Page 1 of 3
Simple Statistics Written by Joanne Birchall from Rainbow Research.
This article covers why we need statistics and also examines the following in detail:
- Average (Mean)
- Median and Mode
- Measures of Dispersion
- The range
- The mean deviation
- The standard deviation
Why we need Statistics
The number of people we speak to during quantitative Market Research projects can often run into thousands. Inevitably, this can result in very large sets of data. The human brain is limited in its capacity to deal with rapid incoming information, and when faced with large groups of numbers, most people cannot normally hold them all in mind at once. It is difficult to make any conclusions by simply looking at the data in its raw state; therefore it is useful to glean some kind of overall picture or summary of what is going on. The main purpose of statistics is to accurately summarise the data into easily interpretable fewer numbers. Some of the simplest statistics are described below.
Average (or mean)
Once Market Research data has been collected, a good starting point is to tabulate the data to find numbers of respondents’ answers to each question, for example the number of cans of varying types of dog food purchased from a particular supermarket each week. However with large data sets, this could result in numerous sheets of data and could be difficult to take in and mentally summarise. The next step would be to get an indication of the ‘normal’ or ‘usual’ number of cans of dog food purchased from the supermarket each week. These figures are called averages and the research might say: on average about 600 cans of Pedigree Chum are bought each week from the supermarket. Notice the word about is used, as you would not expect exactly 600 cans of Pedigree Chum to be bought every week, but that there would be some variation around the figure of 600. For example if the research spanned a four week period, there may have been 535 cans sold in the first week, 692 in the second week, 550 in the third week and 623 in the fourth week.
The average figure is calculated as:
The sum of all of the numbers (535+692+550+623)
The number of numbers (or weeks) (4)
The average is one kind of descriptive statistic, which indicates a ‘typical’ or ‘central’ figure for a group of numbers.

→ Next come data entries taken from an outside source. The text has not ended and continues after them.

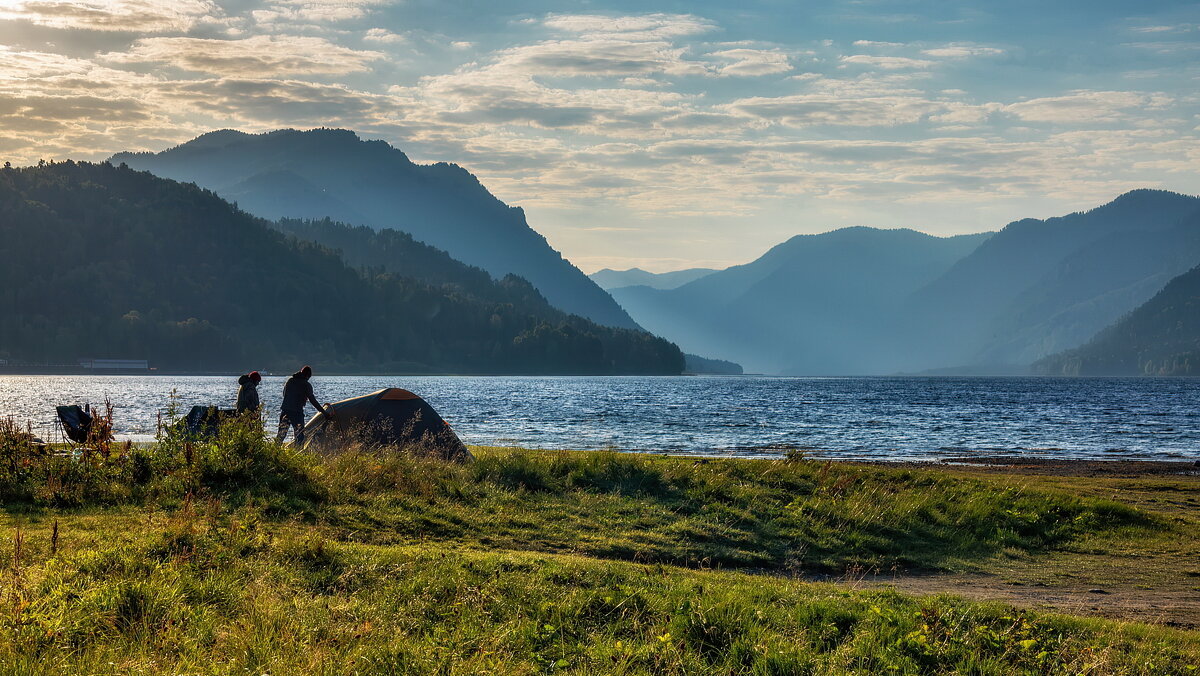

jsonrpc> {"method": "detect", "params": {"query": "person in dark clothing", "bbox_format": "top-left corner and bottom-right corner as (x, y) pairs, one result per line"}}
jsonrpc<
(275, 366), (325, 445)
(235, 371), (263, 413)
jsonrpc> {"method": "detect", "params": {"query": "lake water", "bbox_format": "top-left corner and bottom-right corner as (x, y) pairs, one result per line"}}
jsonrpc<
(0, 375), (1200, 460)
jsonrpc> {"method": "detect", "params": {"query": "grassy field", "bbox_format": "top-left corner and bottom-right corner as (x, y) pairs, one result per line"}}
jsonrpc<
(0, 425), (1200, 674)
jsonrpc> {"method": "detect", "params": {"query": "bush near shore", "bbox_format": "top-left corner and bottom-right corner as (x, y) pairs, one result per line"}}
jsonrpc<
(0, 420), (1200, 674)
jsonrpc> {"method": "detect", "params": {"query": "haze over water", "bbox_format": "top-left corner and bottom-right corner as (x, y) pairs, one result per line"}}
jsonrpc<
(0, 375), (1200, 460)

It is officially called a ‘measure of central tendency’.
Median and Mode
On the whole, when numbers in a particular group cluster closely around the central value, the mean is a good way of indicating the ‘typical’ score, i.e. it is truly representative of the numbers. If however, the numbers are very widely spread, are very unevenly distributed, or contain extreme values, e.g. 9, 10, 13, 17, 23, 30, 45; or a hundred values of 10 and one value of 50 then the mean can be misleading, and other measures of central tendency such as the median or the mode should be used instead.
Median: If you have a set of values, and wish to obtain a figure which represents the central point, then a sensible way of doing this may be to arrange the numbers in order of size and pick the number which falls in the middle as being of typical value. For example if we had seven apples weighing 120g, 100g, 200g, 80g, 130g, 160g and 140g, if we arrange them in order of size, we get 80g, 100g, 120g, 130g, 140g, 160g and 200g. The value in the middle i.e. the fourth from the end weighs 130g, our median value.
If however there had been eight apples, we would take the weight of apples four and five as our two central numbers, and find the halfway point between them. For example, if the two central numbers were 140g and 180g, the median would be 160g i.e. you could find this mid point by adding the two numbers in question and then dividing by two, that is, by finding their average (or mean)!
Advantages of the median are:
· If one of the extreme values changes (and often in experiments it is the extreme values which are least reliable), then the median remains unaltered. Whereas the mean would be affected hugely.
· If a set of numbers has a lop-sided pattern – if for example, most of the scores are small, several medium sized, but only one or two high – then the median may again be more appropriate than the mean, as its value will be close to the majority of numbers
The disadvantages of the median are however:
· If there you have a large set of numbers, it would be time consuming to place each in order of size
· If one of the numbers near the middle of the distribution moves even slightly, then the median would alter, unlike the mean, which is relatively unaffected by change in one of the central numbers.